短編集
 俺が言葉を返そうとした時、森がざわめいた。風じゃない何かを感じる。だがそれが何かは明確にならない。からす天狗たちはこぞって音のする空を見上げた。ただその時『レフト』だけは右翼があった背が痛いと唸っていたので、俺は上を見ずに奴の様子を見ていた。『レフト』を背負う『若輩者』が空を見上げると『レフト』は自然と背をそらす体制になるのだ。

 すると不意に『レフト』の向こう側の茂みが動いた。俺は無意識に目を細めてそれを確かめようとする。上を見上げながら『からす』が「気を付けて下さい」と言ったが、俺はじっと茂みを見つめるばかりであった。相手が出てくるまで待つべきか。それとも此方から仕掛けるか。そもそもこのざわめきは本当に誰かの仕業なのだろうか。もしかするとただの風だったかもしれない。さっきは冷静な判断が出来なかっただけかも――《ドンッ!》


 不意にすさまじい音がした。



「若君、隠れて下さい」


「何処にだ。命を狙う相手と鉢合わせしろと言うのかお前は」



 『からす』に皮肉を言うと、俺は立ち上がった。が、その時。先ほど音を立てた茂みから苦しそうな妖怪が一匹姿を現した。何かを言おうとしているが胸に受けた銃弾のせいで言葉にはならない様だ。あのすさまじい音はこれだったのか。いつの間にか森のざわめきは収まっていた。俺は倒れた妖怪の様子を見る。何を聞く事も出来ないただのモノである。奴は既に事切れいてた。

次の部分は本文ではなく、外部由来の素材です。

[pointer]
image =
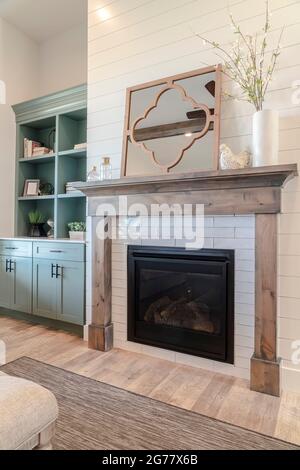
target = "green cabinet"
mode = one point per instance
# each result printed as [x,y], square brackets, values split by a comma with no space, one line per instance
[59,282]
[71,296]
[46,279]
[16,283]
[45,289]
[6,283]
[21,272]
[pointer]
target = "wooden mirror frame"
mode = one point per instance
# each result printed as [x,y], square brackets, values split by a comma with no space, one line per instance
[169,83]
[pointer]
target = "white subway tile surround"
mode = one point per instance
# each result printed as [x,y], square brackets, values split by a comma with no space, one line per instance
[146,40]
[244,292]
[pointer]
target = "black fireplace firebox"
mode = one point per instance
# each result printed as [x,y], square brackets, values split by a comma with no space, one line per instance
[182,300]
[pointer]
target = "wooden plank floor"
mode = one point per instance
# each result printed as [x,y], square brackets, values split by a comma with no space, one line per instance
[219,396]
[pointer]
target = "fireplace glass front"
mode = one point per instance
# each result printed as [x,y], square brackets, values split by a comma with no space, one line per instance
[182,300]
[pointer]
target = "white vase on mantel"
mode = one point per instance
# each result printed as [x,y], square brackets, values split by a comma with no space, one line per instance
[265,143]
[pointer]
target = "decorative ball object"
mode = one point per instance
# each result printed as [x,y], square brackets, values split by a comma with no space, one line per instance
[230,161]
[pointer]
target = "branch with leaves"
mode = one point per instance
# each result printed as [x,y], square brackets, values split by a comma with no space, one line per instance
[246,63]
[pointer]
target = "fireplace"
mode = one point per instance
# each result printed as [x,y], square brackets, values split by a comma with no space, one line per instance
[182,300]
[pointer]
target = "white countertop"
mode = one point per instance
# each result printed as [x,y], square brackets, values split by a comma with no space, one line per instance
[43,239]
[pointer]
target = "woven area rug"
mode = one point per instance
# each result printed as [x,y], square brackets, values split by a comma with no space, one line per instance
[97,416]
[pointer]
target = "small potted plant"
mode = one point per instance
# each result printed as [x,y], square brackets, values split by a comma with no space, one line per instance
[77,230]
[37,222]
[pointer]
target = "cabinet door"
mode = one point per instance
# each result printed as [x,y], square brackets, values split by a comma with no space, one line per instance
[44,289]
[22,284]
[6,284]
[71,292]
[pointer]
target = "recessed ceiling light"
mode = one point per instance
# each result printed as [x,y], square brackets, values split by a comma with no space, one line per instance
[103,14]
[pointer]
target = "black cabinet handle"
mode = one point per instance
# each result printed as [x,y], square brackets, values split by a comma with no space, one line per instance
[52,270]
[57,274]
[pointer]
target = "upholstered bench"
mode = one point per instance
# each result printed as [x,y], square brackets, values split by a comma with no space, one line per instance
[28,413]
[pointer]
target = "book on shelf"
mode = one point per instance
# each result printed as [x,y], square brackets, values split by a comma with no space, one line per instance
[29,147]
[82,146]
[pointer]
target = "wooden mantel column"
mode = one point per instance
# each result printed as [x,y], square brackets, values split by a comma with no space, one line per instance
[101,328]
[265,366]
[246,191]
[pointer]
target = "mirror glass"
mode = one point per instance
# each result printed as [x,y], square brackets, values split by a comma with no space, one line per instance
[166,127]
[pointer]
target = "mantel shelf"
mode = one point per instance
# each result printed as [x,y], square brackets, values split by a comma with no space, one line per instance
[258,177]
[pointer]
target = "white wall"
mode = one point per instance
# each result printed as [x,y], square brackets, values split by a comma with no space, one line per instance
[18,61]
[148,40]
[31,70]
[63,60]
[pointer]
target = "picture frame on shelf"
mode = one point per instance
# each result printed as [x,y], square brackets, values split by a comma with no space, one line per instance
[31,188]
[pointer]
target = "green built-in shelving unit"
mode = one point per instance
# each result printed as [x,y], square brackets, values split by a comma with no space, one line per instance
[60,122]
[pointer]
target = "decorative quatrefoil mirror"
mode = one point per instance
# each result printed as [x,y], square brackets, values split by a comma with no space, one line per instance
[173,125]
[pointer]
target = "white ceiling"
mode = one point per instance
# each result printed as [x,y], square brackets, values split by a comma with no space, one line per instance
[42,19]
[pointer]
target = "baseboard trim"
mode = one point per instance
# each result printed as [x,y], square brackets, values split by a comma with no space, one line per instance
[35,320]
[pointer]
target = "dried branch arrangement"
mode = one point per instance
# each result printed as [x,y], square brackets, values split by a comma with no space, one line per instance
[246,63]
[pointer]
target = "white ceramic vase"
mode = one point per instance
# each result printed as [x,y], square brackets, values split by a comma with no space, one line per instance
[77,236]
[265,144]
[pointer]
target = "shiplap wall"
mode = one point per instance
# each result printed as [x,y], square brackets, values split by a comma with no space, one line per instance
[149,39]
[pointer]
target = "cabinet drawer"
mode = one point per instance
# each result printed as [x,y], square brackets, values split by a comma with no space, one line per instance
[59,251]
[15,248]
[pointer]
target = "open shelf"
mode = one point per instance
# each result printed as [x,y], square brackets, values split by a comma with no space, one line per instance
[42,130]
[26,205]
[72,129]
[69,210]
[70,195]
[38,170]
[59,122]
[71,168]
[38,160]
[35,198]
[80,153]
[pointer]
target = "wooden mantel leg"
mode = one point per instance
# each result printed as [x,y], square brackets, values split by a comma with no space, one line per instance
[101,329]
[265,366]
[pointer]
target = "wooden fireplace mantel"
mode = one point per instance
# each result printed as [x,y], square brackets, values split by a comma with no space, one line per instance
[248,191]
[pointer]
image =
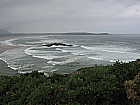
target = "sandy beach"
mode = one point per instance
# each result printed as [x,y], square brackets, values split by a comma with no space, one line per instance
[4,69]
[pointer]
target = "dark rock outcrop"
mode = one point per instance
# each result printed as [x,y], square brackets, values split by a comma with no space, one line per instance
[56,44]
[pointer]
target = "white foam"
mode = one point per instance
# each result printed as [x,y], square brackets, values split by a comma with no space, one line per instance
[9,42]
[24,72]
[69,60]
[96,58]
[110,48]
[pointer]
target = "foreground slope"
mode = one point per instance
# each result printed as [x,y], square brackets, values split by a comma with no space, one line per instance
[99,85]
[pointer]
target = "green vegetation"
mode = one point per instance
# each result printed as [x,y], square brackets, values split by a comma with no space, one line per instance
[99,85]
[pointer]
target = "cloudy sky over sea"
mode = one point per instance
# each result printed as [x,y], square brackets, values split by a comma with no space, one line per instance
[114,16]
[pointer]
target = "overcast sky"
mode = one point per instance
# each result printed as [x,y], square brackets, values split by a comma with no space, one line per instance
[113,16]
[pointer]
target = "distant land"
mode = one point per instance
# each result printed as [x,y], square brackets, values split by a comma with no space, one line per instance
[4,32]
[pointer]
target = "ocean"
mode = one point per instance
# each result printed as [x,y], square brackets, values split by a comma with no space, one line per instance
[85,50]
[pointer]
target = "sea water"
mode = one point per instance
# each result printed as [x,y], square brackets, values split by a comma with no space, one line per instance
[86,50]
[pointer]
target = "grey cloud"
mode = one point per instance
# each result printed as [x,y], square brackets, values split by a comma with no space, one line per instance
[69,15]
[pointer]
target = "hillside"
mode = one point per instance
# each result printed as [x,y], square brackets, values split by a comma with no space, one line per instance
[99,85]
[4,32]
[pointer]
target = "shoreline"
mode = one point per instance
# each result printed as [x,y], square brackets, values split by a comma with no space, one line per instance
[4,68]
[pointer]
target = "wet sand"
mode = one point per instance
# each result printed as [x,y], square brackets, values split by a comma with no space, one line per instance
[4,69]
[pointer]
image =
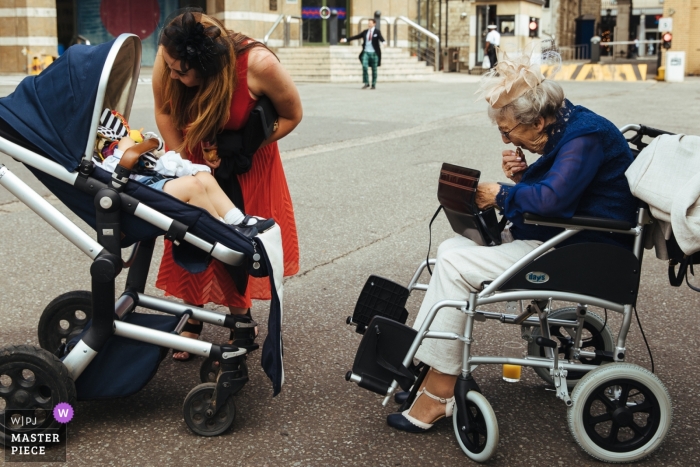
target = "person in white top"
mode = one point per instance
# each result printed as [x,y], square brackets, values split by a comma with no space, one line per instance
[493,40]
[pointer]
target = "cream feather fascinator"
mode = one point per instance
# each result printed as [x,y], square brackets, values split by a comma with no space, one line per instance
[513,77]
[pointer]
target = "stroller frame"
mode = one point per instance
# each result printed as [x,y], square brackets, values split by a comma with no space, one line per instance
[105,252]
[483,424]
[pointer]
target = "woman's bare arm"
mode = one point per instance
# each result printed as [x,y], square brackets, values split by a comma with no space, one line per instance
[267,77]
[171,136]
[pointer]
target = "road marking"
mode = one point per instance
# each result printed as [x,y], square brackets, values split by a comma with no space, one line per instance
[596,72]
[403,133]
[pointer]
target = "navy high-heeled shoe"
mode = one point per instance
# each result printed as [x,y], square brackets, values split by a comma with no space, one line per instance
[404,422]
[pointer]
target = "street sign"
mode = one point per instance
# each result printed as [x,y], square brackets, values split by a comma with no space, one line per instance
[666,24]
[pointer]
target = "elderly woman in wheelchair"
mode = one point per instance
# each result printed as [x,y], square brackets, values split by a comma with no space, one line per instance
[573,206]
[581,173]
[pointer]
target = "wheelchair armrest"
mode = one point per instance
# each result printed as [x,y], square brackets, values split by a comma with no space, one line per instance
[578,221]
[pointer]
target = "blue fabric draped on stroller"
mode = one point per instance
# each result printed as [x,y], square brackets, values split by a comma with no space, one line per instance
[49,123]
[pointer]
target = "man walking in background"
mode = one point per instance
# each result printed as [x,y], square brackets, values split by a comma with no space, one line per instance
[493,40]
[371,55]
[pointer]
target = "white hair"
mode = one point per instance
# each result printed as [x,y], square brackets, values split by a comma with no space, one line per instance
[544,100]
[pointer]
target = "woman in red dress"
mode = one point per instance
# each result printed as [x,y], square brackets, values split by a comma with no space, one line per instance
[207,79]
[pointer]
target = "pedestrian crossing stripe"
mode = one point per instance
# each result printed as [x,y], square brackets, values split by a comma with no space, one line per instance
[596,72]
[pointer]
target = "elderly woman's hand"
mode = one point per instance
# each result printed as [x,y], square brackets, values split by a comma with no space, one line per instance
[486,195]
[513,164]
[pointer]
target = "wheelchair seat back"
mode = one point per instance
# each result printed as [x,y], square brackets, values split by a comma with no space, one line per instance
[597,269]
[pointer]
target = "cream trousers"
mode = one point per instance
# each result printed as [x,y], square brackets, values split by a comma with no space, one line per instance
[461,267]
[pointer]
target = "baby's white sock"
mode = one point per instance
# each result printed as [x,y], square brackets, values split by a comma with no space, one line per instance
[234,217]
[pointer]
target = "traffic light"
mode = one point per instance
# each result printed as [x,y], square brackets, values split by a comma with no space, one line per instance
[666,40]
[534,27]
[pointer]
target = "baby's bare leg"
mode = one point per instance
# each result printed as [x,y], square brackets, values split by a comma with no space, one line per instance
[191,190]
[217,197]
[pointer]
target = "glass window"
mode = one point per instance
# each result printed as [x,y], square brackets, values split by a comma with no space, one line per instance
[506,25]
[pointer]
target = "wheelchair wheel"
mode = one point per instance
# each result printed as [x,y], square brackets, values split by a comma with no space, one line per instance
[209,371]
[200,416]
[620,413]
[596,335]
[64,318]
[32,379]
[480,439]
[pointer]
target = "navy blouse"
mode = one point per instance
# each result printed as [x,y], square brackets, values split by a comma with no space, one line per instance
[582,173]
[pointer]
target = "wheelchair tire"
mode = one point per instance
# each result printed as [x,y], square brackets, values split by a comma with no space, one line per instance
[596,336]
[480,443]
[33,379]
[621,413]
[63,318]
[198,414]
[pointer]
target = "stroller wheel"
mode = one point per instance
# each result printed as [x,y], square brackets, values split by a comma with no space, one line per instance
[476,430]
[596,335]
[32,381]
[621,413]
[209,370]
[64,318]
[200,415]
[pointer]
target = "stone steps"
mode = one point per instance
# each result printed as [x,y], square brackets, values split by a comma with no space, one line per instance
[341,64]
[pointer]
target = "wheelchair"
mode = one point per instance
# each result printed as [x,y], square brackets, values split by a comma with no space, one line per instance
[617,411]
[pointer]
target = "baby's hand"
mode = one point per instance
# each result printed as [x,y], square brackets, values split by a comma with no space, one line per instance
[151,135]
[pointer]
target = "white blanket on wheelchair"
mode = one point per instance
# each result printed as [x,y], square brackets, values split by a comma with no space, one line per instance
[666,175]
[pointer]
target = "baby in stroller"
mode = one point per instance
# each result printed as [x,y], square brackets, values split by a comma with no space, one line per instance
[193,183]
[94,344]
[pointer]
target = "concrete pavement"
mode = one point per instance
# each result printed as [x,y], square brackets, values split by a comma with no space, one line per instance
[362,169]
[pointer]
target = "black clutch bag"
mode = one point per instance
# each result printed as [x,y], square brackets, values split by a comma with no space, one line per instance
[457,196]
[236,147]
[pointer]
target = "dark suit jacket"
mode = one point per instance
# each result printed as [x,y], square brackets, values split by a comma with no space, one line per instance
[376,37]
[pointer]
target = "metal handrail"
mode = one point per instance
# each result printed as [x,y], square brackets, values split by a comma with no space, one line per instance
[287,33]
[422,30]
[272,29]
[388,26]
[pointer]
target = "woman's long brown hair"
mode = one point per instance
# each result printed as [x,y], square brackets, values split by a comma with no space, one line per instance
[202,111]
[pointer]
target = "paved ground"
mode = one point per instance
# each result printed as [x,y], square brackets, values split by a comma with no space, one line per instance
[362,169]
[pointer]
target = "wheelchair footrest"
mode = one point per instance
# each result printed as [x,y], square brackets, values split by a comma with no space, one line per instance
[379,359]
[379,297]
[606,356]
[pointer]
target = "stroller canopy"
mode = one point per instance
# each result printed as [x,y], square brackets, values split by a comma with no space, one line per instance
[58,110]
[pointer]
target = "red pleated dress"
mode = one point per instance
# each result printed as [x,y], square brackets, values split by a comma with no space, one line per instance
[266,195]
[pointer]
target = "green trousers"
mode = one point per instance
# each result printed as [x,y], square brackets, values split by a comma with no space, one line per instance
[369,59]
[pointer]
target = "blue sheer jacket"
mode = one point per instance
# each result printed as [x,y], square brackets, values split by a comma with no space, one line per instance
[582,173]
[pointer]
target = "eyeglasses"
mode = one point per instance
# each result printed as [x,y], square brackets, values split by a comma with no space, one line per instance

 途端、俺の目に一瞬だけ何かが見えた。黒い影。何者だ。森に住まう動物か。だがそれを考えている暇はなかった。すぐにその何者かが動き出したのだ。考える間もなくまた、あの音がした。そして悲鳴が上がる。



「ラーテン!」



 何が起きたのか理解する暇もなく影の気配は消えた。そして残されたのは腹に弾丸を撃ち込まれた『からす』だ。珍しく叫ぶ『レフト』に目を奪われていたら『若輩者』が俺の手を引っぱっていた。



「助けて、若君、助けてやってくれ!」



 あぁ、また珍しく淑やかに頼み事をするものだ。いつもは憎まれ口しか叩かない癖に。小さな身体に弾丸が撃ち込まれたらどうなるか、言わずもがな分かるだろう。先ほどのからす天狗の三倍は大きい妖怪だって、銃弾に負けていたのだぞ。『からす』は最早虫の息すらない。見れば分かる。弾は身体を通り抜けて、腹に空洞を作っているのだから。

 何て無残。そんな『からす』の姿を見ていると沸々と怒りが湧いてきた。頭の中には、天狗は手下を守るべきだと古臭い習わしを教え込まれた記憶が流れていく。捕まえなくてはいけない。『レフト』の右翼をもいで『からす』の腹に穴をあけた輩を。どうしても。